The Pursuit of Homelabs, Part 4 – Parts A-Plenty

Something to note about the RAID controller: I’m 99% sure that when flashed into IT mode, this will support the drive configuration I’m planning on implementing. I believe this controller was originally intended to only support two logical volumes comprised of up to four physical disks each. As I learn more, I’ll document/post it here. Worst case scenario, I stick with my two drives and upgrade the RAID controller to an H700 or H800 when I order more HDDs.

Optical Disk Drive to HDD Caddy 

After discussing my plans on a few forums, it was recommended that I run my hypervisor (VM manager) on a flash drive or SSD. I don’t want to burn one of my drive bays on a 2.5″, small capacity SSD, and I definitely don’t want a USB flash drive hanging out the front of my SSD (even with the tiny models out now, it wasn’t worth it to me), so what do I do? I remove the blank for the optical drive from the front of my server and replace it with an SSD in a charming optical drive look-alike. Listing here.

Crucial 64GB SSD 

This is only kind of cheating – I already had this SSD lying around after I upgraded my main PC a few years ago. This should be just enough space to install my hypervisor and get things going. Practically any SSD with a SATA interface can accomplish this, so find whatever’s affordable and reliable if you’re piecing together your own build.

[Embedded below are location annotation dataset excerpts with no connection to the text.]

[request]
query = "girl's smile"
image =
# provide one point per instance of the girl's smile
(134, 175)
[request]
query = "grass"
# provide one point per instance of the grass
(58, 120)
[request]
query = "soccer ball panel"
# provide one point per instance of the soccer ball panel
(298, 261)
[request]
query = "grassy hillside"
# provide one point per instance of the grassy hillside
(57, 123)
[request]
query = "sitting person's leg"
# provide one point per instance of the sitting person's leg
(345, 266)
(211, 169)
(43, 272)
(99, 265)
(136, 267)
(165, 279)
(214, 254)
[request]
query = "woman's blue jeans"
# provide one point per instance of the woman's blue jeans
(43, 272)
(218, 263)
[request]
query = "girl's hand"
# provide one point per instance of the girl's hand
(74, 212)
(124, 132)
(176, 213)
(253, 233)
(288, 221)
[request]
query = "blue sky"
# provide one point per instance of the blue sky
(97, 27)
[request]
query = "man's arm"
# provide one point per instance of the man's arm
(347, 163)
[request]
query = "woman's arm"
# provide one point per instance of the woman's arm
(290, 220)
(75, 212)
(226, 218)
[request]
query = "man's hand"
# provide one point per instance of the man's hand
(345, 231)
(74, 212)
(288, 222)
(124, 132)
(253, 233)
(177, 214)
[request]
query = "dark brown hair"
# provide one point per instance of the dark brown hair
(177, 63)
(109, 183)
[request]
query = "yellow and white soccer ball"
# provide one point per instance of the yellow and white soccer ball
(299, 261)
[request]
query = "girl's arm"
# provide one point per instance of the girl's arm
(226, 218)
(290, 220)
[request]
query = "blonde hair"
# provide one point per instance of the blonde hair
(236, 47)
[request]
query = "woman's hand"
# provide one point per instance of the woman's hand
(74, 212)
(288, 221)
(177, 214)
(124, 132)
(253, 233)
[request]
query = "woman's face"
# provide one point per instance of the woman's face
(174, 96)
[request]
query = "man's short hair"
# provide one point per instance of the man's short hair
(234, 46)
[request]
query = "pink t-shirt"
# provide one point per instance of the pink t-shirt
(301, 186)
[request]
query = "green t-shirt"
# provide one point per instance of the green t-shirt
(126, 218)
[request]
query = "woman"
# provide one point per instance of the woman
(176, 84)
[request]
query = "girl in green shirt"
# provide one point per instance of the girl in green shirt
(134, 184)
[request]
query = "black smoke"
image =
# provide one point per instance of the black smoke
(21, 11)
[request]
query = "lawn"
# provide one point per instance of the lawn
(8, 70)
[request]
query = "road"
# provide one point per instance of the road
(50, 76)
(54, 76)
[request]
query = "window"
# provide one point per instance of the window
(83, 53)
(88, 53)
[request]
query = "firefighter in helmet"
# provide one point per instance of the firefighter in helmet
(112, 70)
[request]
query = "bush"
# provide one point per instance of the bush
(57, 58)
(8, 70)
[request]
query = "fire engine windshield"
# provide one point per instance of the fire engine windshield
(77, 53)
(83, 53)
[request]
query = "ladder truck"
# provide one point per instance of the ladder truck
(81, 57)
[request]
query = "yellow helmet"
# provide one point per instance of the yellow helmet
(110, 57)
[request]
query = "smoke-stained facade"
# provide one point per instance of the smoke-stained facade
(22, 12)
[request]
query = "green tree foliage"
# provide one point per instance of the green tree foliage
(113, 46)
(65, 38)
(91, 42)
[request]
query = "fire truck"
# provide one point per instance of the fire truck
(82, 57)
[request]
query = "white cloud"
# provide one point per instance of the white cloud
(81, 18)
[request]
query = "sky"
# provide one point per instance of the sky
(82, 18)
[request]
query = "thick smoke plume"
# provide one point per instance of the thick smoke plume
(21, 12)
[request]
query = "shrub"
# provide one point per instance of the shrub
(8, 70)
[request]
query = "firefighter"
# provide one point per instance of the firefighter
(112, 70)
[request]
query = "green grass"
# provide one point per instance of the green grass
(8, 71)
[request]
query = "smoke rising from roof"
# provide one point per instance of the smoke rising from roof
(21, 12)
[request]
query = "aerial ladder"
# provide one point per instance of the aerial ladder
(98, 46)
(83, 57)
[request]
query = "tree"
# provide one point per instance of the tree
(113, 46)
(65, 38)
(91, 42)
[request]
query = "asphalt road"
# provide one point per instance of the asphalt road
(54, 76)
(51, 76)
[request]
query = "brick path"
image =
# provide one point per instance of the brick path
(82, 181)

Dell GP703 Optical Drive SATA Cable

My R710 listing didn’t specify if it came with an optical disk drive or not, so I played it safe by buying the specific cable needed. Since most servers don’t have the same kind of PSUs and cabling, any old SATA cable wouldn’t have done. It was pretty cheap (listing here), and even if I ended up not needing it – I did – it would have been a nice insurance policy.

What’s Next? 

I had hoped on getting everything set up and running this weekend, but because I need to wait on Amazon to deliver my M246M cables, that’ll have to wait for another day. In the next few posts, I’ll cover hardware set up and installation, updating/flashing the firmware and BIOS on the parts that need it, and start getting hot and heavy with a baremetal hypervisor installation. After that, I can start really getting into setting up some VMs and knocking out some other projects I’ve got planned.